Radio Radicale cambia direttore

Una giornalista che ha raccontato per anni le vicende parlamentari di Camera e Senato prende la guida di Radio Radicale, la testata fondata nel 1975 dal leader Marco Pannella e dai suoi amici del Partito radicale. Per Giovanna Reanda si tratta di prendere le redini di un giornalismo che si occupa in prevalenza dei lavori parlamentari per i quali prende i soldi pubblici per pagare i dipendenti e assicurare la continuità delle trasmissioni. Oltre la cronaca di Montecitorio e Palazzo Madama, Radio Radicale trasmette in diretta i lavori dei congressi dei partiti, di processi che richiamano l’attenzione dell’opinione pubblica, la rassegna stampa dei giornali, interviste a politici, esponenti dell’economia e della cultura. Ultimamente sono state organizzate trasmissioni per le comunità di immigrati in Italia. In sostanza, si vanta di essere un organo d’informazione di “servizio pubblico”. Lascia la direzione Alessio Falconio, 53 anni, che approda al Tg5 di Clemente Mimun, con un incarico nella redazione politica. Per lui in realtà non si tratta di una nuova avventura, anche se dopo trent’anni di radio passa alla televisione.

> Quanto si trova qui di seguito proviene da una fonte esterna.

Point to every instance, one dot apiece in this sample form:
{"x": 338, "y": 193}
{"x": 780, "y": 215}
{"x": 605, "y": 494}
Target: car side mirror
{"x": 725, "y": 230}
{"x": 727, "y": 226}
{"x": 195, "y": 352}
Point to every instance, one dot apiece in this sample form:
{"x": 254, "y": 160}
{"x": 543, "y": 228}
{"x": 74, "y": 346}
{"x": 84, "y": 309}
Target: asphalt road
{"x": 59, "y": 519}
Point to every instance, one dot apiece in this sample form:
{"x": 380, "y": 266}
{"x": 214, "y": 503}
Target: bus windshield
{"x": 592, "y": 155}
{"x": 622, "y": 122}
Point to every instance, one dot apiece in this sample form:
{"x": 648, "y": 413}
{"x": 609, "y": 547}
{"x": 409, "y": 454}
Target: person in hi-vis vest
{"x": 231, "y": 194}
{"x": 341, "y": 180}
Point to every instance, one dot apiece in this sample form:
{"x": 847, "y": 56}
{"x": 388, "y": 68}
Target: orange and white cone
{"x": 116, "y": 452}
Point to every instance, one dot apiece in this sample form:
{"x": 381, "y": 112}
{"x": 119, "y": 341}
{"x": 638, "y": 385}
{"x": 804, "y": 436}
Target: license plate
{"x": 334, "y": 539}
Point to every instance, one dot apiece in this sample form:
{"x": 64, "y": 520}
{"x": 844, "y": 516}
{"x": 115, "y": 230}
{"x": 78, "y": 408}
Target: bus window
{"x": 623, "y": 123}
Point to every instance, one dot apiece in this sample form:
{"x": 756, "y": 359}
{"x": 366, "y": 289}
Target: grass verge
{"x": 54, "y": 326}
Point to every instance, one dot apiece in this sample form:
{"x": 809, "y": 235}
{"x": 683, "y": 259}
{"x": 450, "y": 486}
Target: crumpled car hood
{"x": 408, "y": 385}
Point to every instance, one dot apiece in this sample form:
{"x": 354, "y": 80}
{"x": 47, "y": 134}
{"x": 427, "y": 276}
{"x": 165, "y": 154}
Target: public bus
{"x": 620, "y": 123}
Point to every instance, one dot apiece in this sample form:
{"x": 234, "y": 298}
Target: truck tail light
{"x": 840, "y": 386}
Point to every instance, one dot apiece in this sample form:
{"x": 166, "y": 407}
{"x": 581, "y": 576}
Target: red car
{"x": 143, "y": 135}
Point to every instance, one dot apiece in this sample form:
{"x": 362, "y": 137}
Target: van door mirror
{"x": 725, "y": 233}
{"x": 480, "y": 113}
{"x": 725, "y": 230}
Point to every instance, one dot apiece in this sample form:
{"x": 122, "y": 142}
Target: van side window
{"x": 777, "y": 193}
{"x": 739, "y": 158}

Gli viene dato il merito di aver portato avanti un giornale dopo la direzione di Massimo Bordin, morto nel 2019, la cui indipendenza di valutazioni lo avevano indotto a dare le dimissioni dopo un litigio con Marco Pannella. Due personaggi considerati “fumantini” le cui critiche non risparmiavano nessuno sulla base di argomentazioni di grande profilo culturale e politico. Il contrasto con il Movimento 5 stelle di Beppe Grillo prima e di Giuseppe Conte poi sulla convenzione con lo Stato come riconoscimento di servizio pubblico fu molto aspro: dal 1994 riceve circa 8,5 milioni per le trasmissioni parlamentari e 4,4 milioni per il contributo dell’editoria. Di quella fase fu partecipe anche Giovanna Reanda che conosceva bene le problematiche e le vicende della radio essendo a contatto giornaliero con deputati e senatori. I dieci anni della direzione di Falconio sono stati difficili per il mondo dell’editoria e per tutti gli operatori del settore.

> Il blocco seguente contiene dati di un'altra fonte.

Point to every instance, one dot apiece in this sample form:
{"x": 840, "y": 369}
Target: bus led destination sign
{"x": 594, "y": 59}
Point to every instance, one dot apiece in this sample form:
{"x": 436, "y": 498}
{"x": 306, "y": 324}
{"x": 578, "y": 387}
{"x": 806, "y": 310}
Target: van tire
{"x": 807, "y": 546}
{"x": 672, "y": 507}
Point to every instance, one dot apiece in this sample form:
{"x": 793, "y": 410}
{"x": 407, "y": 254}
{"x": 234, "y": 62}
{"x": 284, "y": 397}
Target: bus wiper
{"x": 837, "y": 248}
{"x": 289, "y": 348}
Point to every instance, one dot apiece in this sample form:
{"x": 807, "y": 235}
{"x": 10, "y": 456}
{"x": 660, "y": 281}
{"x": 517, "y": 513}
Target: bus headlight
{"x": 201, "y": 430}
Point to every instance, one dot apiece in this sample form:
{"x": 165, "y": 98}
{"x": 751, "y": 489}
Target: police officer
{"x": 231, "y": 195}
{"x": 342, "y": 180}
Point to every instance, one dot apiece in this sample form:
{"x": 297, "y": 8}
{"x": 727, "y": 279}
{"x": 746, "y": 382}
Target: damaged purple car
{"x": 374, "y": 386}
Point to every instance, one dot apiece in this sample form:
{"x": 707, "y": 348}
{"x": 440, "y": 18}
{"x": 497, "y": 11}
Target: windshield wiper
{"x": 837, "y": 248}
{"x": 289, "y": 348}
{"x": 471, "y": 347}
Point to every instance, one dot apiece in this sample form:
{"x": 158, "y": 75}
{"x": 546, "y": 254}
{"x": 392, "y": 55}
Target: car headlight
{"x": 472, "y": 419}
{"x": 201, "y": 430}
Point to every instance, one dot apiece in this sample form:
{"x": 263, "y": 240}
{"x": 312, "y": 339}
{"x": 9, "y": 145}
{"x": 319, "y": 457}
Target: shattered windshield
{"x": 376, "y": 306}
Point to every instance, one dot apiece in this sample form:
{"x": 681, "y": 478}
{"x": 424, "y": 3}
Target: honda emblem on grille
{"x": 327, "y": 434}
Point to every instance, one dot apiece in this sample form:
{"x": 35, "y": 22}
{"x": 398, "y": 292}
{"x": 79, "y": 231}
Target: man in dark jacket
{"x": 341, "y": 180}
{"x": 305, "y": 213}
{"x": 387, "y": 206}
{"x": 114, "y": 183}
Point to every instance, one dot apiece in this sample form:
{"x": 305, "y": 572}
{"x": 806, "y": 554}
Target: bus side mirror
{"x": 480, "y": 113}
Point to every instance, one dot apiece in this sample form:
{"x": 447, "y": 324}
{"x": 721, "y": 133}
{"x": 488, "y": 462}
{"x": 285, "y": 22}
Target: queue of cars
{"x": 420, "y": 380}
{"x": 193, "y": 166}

I disagi dei giornalisti italiani sono stati al centro di un’assemblea del Messaggero (che in questo periodo sta festeggiando i 145 anni di vita) nella quale è stata lanciata l’iniziativa di rinnovare con urgenza il contratto di lavoro scaduto ormai da quasi 8 anni. Fnsi e Fieg firmarono le norme economiche e regolamentari per il periodo 2013-2016 con un anno di ritardo ma l’ultimo adeguamento dei salari risale al giugno 2012.

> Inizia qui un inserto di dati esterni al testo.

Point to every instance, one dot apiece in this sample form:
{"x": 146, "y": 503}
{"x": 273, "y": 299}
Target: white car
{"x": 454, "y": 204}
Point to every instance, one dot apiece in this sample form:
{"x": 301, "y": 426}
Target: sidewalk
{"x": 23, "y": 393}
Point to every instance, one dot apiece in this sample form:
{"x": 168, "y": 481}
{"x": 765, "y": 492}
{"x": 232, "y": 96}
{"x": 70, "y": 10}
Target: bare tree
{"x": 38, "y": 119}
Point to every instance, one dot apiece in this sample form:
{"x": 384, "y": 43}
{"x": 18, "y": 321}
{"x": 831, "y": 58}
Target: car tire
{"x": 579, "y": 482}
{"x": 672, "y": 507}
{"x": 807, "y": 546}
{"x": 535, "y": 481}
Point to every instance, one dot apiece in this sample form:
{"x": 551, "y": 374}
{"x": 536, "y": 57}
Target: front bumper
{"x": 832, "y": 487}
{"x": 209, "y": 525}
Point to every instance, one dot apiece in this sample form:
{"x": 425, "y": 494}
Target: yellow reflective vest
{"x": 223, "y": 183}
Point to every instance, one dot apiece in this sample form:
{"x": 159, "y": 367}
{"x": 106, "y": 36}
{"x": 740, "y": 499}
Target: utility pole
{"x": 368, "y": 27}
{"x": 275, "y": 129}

Un assurdo nelle relazioni industriali considerando che, per circa un decennio, l’inflazione si era mantenuta intorno alla zero e quindi le retribuzioni non subivano una erosione. Cosa che invece si è verificata negli ultimi due anni quando, stando ai dati Istat, l’inflazione ha superato il 10 per cento e quindi la svalutazione retributiva è diventata pesante. Sempre secondo i dati Istat il potere d’acquisto dei dipendenti italiani ha toccato il 20 per cento. È stato, quindi, calcolato che per recuperare il tasso di svalutazione il minimo contrattuale del redattore ordinario con più di 30 mesi di anzianità dovrebbe salire di oltre 400 euro. Il rinnovo, per lo meno della parte economica, non è più procrastinabile. Il Cdr del Messaggero ha invitato i Comitati di redazione delle altre testate della carta stampata, della tivù, delle agenzie e delle radio a chiedere ai vertici della Federazione nazionale della stampa l’apertura di un negoziato, in tempi brevi, con la Federazione degli editori, i quali invece continuano a operare tagli di organici e prepensionamenti.